Every queer person knows what it’s like, at least a little, to feel like the odd one out. Charlie Polinger’s “The Plague” doesn’t just remember that feeling—it bottles it, shakes it up, and lets it explode poolside at a boys-only water polo camp in the sticky summer of 2003. The result is a body horror-thriller that’s as much about rashes as it is about the social diseases that fester in adolescent locker rooms, where difference is dangerous and conformity is king .
Ben, 12, is the new kid—smart, shy, and desperate to fit in. He’s quickly schooled in the rules: don’t be weird, don’t stand out, and, above all, avoid Eli, the camper whose mysterious rash has made him the outcast, the “plague” to be feared and mocked. “The rules are clear: if Eli touches you, you have to shower immediately,” the film tells us, echoing the very real anxieties queer youth face about being deemed *contagious* or “other” .
If you’re reading this and feeling déjà vu, you’re not alone. The metaphor is hardly subtle—and it’s not supposed to be. For generations, LGBTQ+ people have been marked by difference, made scapegoats for what cishet culture fears most: fluidity, nonconformity, vulnerability. “The Plague” literalizes that stigma, turning Eli’s rash into a social death sentence. The taunts and ostracism he faces echo every “that’s so gay” slur, every shunning at gym class, every whispered rumor at school dances. The film’s horror is not just in the skin, but in the soul .
For Ben, the urge to belong clashes with a dawning empathy. He dares to befriend Eli, and soon finds himself marked—first with suspicion, then with the same rash. As his social standing crumbles, Ben is forced to confront the reality: sometimes kindness is punished, and sometimes the only thing more contagious than cruelty is compassion .
Polinger’s direction is as unflinching as it is atmospheric. The opening—slow-motion, underwater, boys plunging into chlorine-blue uncertainty—immediately signals that we’re not just in for a coming-of-age flick, but a psychological descent. Reviewers have praised the “unsettling atmosphere” and the way the film “puts us into Ben’s mindset as he tries to navigate his anxieties around being bullied” .
Composer Johan Lenox’s score, full of distorted vocals and surreal electronics, turns the pool into a cauldron of adolescent dread. Cinematographer Steven Breckon’s 35mm lens lingers on bruises, blemishes, and the subtle terror of being watched—or worse, ignored. It’s a horror film, yes, but the real monster is the everyday cruelty of boys policing each other’s masculinity, and the grown-ups (including a brilliantly ineffectual coach played by Joel Edgerton) who look the other way .
What makes “The Plague” hit especially hard for queer viewers is its refusal to offer easy answers.

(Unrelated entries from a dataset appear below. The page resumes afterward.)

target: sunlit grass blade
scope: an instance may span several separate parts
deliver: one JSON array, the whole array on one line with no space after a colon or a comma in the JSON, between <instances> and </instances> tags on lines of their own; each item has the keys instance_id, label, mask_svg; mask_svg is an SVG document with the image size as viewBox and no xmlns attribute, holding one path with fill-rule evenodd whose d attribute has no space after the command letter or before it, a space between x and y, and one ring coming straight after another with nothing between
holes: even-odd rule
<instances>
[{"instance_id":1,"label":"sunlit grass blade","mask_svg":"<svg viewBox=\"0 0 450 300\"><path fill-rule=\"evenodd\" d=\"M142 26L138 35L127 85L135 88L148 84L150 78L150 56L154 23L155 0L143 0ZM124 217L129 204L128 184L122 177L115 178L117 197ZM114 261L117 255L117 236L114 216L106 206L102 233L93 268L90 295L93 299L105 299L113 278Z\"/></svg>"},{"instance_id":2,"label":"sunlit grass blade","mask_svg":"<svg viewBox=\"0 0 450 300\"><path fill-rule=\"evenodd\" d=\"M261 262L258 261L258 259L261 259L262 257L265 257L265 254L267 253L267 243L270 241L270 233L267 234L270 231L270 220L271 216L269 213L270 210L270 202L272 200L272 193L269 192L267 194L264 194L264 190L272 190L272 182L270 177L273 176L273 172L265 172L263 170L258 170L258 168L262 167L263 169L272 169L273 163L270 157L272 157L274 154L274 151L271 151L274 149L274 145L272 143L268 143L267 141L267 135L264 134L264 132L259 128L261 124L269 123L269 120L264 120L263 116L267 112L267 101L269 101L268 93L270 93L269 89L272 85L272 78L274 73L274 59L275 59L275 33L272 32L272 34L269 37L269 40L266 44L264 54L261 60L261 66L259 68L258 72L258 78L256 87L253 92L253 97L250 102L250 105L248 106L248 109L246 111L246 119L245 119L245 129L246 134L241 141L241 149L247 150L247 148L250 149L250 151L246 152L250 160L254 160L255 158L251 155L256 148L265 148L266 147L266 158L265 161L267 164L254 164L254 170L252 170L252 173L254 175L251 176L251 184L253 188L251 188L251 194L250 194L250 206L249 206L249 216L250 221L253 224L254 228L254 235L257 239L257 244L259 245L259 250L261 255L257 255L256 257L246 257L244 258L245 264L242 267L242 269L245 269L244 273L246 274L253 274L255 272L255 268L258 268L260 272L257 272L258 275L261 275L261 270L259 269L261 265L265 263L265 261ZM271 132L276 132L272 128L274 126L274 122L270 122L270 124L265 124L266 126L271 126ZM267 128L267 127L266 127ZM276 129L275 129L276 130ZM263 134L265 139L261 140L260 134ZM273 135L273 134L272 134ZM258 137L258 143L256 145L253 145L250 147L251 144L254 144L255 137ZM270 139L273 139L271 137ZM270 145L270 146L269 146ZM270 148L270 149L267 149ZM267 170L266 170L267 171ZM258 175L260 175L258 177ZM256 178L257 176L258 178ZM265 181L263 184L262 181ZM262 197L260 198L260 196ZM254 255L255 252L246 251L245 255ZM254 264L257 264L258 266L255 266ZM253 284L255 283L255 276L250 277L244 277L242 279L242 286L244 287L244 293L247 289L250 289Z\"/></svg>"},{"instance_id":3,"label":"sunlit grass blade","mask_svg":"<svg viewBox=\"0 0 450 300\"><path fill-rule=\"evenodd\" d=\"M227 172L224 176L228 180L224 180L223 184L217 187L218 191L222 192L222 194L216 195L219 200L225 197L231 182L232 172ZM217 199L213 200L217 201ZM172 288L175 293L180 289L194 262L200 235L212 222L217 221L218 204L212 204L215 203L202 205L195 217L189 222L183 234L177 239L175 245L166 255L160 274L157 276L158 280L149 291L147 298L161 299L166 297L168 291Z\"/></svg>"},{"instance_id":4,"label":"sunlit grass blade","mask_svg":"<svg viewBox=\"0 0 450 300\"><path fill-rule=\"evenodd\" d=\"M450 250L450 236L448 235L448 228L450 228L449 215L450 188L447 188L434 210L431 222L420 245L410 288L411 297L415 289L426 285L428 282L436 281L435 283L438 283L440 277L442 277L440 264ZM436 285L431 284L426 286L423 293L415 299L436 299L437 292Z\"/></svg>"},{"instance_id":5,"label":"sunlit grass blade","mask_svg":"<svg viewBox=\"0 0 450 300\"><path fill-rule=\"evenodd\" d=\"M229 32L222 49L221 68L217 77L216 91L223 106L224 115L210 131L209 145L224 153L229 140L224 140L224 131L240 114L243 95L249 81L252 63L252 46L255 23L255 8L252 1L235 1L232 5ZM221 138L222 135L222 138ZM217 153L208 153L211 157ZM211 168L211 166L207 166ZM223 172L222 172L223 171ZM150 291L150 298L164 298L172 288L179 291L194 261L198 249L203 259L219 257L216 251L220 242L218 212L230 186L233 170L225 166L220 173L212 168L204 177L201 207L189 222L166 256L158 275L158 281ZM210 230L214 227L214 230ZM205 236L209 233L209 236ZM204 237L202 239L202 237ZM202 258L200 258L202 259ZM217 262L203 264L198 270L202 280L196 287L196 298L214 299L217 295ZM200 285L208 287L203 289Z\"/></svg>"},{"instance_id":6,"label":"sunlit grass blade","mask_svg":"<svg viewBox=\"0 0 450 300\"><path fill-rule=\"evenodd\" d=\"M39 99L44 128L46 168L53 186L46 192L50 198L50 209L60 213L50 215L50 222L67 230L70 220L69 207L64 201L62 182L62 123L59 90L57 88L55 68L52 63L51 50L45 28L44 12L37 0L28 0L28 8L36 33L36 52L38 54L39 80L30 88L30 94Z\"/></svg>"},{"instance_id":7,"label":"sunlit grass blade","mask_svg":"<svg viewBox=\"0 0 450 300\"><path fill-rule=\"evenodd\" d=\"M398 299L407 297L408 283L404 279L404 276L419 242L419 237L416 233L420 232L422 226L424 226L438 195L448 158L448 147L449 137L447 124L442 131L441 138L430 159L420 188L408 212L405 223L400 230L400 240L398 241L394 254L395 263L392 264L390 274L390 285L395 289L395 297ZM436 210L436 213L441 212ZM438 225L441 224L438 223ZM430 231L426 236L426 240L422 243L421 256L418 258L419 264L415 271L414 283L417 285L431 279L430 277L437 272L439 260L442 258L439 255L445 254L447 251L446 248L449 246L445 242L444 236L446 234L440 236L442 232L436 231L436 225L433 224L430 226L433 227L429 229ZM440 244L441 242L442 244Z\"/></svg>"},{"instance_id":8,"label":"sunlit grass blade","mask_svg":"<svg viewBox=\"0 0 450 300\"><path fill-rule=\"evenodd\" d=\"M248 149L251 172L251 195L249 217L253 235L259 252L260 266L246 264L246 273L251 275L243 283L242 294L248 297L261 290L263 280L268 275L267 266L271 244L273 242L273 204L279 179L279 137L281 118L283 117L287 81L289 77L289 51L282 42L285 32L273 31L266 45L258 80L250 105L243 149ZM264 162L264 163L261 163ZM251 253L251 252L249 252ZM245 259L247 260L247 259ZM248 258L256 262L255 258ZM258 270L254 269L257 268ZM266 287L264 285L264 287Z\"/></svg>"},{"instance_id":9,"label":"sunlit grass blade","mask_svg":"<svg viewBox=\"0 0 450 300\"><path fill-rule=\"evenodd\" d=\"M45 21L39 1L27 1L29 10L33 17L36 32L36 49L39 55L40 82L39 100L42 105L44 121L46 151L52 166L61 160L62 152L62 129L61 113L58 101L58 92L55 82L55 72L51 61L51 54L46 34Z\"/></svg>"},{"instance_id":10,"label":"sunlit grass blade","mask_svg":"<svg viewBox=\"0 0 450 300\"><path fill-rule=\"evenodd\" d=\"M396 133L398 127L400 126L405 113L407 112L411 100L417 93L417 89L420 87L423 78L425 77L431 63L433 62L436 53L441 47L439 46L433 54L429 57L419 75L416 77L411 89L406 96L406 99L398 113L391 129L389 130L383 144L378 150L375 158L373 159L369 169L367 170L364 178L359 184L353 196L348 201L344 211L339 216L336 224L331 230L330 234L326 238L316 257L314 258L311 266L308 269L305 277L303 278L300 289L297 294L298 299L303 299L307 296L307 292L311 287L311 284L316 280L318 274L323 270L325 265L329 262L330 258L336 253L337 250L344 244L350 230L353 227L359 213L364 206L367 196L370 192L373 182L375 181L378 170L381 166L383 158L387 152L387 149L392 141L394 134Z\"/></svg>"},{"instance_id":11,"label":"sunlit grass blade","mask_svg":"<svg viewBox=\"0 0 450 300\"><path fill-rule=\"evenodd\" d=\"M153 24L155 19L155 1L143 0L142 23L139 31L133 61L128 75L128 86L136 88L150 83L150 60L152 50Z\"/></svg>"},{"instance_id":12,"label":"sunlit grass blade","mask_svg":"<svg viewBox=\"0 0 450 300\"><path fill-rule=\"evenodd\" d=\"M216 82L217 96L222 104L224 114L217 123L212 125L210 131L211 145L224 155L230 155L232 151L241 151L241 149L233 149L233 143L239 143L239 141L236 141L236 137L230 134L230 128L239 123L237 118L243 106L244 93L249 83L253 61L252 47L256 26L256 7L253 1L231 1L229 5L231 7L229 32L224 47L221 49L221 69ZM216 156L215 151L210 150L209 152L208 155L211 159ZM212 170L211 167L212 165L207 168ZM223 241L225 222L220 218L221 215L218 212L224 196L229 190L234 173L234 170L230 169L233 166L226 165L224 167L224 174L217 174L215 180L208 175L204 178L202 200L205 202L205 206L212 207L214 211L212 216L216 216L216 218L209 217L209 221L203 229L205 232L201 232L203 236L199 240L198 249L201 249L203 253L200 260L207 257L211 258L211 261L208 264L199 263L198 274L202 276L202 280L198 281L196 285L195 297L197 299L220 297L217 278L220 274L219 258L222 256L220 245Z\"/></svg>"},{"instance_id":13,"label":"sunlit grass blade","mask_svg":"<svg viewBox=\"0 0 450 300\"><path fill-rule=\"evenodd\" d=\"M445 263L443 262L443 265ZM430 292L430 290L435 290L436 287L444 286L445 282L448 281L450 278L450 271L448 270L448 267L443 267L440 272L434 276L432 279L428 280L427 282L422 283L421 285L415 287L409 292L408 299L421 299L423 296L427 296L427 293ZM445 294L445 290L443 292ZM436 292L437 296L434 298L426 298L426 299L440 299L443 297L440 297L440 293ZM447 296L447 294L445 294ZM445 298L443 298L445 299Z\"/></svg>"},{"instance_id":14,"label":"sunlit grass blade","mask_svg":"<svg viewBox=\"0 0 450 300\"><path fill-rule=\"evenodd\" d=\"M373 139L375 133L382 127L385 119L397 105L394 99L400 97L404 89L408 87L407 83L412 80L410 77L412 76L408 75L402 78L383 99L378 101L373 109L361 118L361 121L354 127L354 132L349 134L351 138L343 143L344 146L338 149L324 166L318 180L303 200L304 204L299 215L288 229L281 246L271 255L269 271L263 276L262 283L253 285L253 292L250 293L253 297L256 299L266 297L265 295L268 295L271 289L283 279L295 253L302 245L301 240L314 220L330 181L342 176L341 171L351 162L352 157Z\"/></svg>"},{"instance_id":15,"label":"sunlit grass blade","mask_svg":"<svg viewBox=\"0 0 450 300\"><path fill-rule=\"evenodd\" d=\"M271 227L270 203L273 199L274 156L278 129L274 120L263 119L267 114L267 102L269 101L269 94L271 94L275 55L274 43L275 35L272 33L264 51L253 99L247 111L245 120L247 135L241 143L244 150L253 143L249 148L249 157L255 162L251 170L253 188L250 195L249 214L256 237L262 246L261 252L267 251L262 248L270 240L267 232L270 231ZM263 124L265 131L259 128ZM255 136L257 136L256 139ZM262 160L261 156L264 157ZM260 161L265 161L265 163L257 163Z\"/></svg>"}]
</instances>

Is the rash real, or is the “plague” just a story that spreads because the boys need a scapegoat? Is Ben’s fate sealed by his empathy, or by the group’s need to maintain a pecking order? The film “leaves you to question,” says one reviewer, pointing to the way it “reflects the nastiness and insecurities of the middle school years” .
Polinger taps into the fever-dream logic of puberty: hormones run wild, hierarchies are enforced, and every difference risks becoming a target. Yet the film also finds moments of tenderness—the reckless joy of sneaking out, the thrill of a first crush (Ben’s longing glances at a girl in the artistic swimming camp are achingly innocent), and the precarious hope that maybe, just maybe, one summer can offer an escape .
In a media landscape where coming-of-age stories often default to the straight and narrow, “The Plague” stands out for its willingness to confront the roots of toxic masculinity—and the way it metastasizes through rumor, ritual, and rejection. For queer audiences, the film’s body horror is doubly resonant: it’s about being marked as different, about the terror and relief of finding someone who sees you, and about the risk of reaching out when you know it could cost you everything .
Perhaps the real “plague,” as Queerty wryly notes, isn’t the rash at all, but “toxic masculinity” itself—a force as invisible and insidious as any pathogen, and just as hard to cure . In a world still learning to name and dismantle those forces, “The Plague” is both a warning and a rallying cry: don’t let fear of difference become a pandemic.